Kai Joaquin (@nanofishology)

Pronouns: fe/fin/fizz

I grew up surrounded by nature. My fondest childhood memories involve looking for bugs in my backyard in Seattle. As an adult, I began photographing interesting flora and fauna everywhere I went, and after moving to Texas in 2013, I developed a full-on obsession. For two years, I struggled to identify all the new plants and animals I came across, until I fortuitously participated in a bioblitz at Village Creek State Park, where I first learned to use iNaturalist.
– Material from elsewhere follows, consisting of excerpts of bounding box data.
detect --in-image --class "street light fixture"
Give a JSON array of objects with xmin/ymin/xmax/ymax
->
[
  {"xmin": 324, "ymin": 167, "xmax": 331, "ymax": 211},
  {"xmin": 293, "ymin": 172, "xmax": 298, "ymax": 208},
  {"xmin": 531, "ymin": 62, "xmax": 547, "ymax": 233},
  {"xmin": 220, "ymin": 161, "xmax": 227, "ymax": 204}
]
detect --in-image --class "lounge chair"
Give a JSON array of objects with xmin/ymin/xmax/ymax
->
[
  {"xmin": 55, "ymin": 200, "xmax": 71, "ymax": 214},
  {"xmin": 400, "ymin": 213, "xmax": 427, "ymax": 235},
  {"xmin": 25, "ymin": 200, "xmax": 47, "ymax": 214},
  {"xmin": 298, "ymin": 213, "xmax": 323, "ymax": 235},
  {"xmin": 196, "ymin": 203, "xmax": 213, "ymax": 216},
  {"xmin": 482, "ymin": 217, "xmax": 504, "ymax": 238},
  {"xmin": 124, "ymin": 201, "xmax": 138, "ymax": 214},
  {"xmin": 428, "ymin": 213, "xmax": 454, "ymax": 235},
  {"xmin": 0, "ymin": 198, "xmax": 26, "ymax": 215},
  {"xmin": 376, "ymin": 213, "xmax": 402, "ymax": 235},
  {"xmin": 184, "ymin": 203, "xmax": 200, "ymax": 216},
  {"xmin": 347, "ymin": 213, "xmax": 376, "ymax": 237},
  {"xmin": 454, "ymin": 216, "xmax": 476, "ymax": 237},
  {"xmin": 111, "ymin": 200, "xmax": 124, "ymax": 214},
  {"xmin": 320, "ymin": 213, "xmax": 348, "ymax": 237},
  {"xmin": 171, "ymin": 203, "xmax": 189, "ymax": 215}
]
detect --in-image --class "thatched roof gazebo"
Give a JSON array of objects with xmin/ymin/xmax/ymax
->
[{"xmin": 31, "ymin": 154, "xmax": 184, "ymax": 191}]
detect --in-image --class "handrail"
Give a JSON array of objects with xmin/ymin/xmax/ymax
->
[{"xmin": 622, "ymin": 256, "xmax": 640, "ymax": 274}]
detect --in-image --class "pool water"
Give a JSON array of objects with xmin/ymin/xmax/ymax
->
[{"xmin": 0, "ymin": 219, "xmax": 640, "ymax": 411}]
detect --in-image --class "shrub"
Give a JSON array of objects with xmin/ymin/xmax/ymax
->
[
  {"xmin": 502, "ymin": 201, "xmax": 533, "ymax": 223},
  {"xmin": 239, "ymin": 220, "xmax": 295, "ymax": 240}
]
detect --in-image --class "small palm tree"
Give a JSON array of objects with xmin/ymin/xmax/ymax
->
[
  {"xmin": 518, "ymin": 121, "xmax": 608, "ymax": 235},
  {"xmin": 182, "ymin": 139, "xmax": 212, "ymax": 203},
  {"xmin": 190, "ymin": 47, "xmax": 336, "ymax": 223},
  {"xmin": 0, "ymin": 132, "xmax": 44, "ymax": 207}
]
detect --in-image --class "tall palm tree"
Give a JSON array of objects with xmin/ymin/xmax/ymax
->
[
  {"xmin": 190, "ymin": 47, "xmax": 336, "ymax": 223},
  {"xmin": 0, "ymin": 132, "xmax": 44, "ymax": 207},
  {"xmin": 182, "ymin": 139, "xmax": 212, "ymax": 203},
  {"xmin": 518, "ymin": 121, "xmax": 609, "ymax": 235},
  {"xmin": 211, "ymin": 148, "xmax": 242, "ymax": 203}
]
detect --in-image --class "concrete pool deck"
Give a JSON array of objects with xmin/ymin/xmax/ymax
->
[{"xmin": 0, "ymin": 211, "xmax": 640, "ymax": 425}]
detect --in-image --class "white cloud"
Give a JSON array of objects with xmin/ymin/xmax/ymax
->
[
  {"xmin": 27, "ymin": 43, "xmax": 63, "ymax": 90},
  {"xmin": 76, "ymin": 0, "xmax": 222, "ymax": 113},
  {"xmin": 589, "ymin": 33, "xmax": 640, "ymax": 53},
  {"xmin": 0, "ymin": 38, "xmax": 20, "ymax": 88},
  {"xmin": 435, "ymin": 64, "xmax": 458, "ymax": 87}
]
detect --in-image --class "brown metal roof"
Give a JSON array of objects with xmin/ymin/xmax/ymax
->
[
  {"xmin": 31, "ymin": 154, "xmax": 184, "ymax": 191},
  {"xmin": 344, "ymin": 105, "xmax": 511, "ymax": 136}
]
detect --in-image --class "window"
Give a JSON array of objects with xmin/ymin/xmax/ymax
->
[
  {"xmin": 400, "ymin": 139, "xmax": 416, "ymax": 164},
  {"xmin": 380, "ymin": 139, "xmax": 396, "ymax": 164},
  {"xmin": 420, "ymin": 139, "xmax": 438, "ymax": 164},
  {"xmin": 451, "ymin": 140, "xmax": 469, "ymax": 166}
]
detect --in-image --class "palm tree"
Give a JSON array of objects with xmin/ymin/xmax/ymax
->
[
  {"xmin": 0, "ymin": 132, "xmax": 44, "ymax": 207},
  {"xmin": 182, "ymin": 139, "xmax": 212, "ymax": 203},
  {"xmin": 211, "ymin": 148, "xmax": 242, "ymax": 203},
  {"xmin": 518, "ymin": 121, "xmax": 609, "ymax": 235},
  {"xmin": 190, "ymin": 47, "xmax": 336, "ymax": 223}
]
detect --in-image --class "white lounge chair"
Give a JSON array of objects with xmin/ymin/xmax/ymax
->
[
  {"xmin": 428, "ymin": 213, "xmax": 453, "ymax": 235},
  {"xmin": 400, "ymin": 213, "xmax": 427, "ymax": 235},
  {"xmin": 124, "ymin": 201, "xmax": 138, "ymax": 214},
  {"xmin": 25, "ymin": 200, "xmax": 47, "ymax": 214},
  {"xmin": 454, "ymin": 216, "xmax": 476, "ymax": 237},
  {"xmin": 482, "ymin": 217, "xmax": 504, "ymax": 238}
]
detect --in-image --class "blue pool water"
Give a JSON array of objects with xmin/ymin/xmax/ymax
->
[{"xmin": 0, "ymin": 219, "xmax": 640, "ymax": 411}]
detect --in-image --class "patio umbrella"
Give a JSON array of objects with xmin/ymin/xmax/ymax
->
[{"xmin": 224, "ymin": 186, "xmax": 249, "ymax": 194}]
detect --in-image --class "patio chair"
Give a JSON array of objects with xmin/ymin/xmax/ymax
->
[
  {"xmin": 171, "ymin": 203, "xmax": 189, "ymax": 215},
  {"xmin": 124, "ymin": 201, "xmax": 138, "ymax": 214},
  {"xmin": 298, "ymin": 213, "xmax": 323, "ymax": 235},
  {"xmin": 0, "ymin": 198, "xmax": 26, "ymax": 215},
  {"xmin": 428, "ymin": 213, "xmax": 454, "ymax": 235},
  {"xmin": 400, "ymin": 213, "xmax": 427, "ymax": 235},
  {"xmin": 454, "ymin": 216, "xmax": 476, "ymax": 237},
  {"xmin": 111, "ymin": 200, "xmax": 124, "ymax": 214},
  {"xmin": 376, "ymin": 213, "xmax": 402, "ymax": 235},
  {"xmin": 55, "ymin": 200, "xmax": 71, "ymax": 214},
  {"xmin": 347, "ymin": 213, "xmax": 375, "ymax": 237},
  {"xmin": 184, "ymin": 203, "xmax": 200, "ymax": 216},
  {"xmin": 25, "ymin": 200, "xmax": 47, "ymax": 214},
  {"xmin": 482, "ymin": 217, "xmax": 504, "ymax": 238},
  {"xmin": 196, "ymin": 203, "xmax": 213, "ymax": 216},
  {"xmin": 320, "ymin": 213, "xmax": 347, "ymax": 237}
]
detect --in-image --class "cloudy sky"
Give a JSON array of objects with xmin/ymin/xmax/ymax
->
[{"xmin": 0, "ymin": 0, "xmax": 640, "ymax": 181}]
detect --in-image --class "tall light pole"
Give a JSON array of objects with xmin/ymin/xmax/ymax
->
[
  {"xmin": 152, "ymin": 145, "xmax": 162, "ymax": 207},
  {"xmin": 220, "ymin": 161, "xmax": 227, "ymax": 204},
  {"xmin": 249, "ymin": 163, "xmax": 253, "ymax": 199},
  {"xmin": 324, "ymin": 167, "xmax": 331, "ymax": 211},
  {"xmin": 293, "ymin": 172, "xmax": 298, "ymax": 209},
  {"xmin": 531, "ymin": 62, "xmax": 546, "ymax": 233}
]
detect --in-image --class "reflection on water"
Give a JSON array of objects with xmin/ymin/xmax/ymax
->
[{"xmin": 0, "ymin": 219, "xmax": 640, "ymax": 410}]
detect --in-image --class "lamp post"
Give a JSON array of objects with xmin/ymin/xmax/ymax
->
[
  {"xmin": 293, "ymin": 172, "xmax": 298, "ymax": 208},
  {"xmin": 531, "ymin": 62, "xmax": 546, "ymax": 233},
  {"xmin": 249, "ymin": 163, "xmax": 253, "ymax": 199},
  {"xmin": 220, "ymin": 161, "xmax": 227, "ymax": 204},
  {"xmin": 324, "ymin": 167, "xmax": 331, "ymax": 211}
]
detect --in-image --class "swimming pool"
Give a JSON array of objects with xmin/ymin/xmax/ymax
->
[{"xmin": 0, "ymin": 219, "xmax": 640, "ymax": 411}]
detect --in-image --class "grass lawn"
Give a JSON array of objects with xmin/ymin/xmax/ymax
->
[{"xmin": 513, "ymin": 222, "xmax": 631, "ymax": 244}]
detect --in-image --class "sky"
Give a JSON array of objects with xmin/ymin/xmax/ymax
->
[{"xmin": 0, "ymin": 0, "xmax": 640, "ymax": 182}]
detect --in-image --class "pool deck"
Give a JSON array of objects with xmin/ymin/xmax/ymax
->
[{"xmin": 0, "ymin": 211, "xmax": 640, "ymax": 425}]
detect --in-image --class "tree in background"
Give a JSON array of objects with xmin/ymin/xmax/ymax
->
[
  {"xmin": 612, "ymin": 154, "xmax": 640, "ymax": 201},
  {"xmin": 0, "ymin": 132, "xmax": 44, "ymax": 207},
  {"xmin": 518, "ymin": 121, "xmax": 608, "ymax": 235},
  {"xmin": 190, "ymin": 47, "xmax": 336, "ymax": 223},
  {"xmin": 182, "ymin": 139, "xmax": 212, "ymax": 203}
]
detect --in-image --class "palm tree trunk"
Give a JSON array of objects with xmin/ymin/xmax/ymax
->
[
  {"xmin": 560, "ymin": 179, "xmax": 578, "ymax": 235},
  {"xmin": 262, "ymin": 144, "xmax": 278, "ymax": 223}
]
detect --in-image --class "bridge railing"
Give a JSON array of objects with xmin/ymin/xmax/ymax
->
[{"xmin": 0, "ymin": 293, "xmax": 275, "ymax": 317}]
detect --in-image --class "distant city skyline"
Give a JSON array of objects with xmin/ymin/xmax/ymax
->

Since that bioblitz, iNaturalist has been instrumental in my growth as a naturalist, science communicator, and mentor. Through iNaturalist, I have found a wonderful community of other naturalists, with whom I have had great experiences doing bioblitzes all over Texas. With the knowledge I've gained, I've become an adept hobby entomologist and birder. I have come across amazing species and behaviors while going on iNat adventures around the world, and have fostered an appreciation for insects in others by sharing these discoveries.

I am a mentor for a group of LGBTQ+ folks in science, and my skills with field research and biology have proven to be a valuable supplement to my career in engineering in terms of my ability to provide guidance to a majority of these students and young professionals.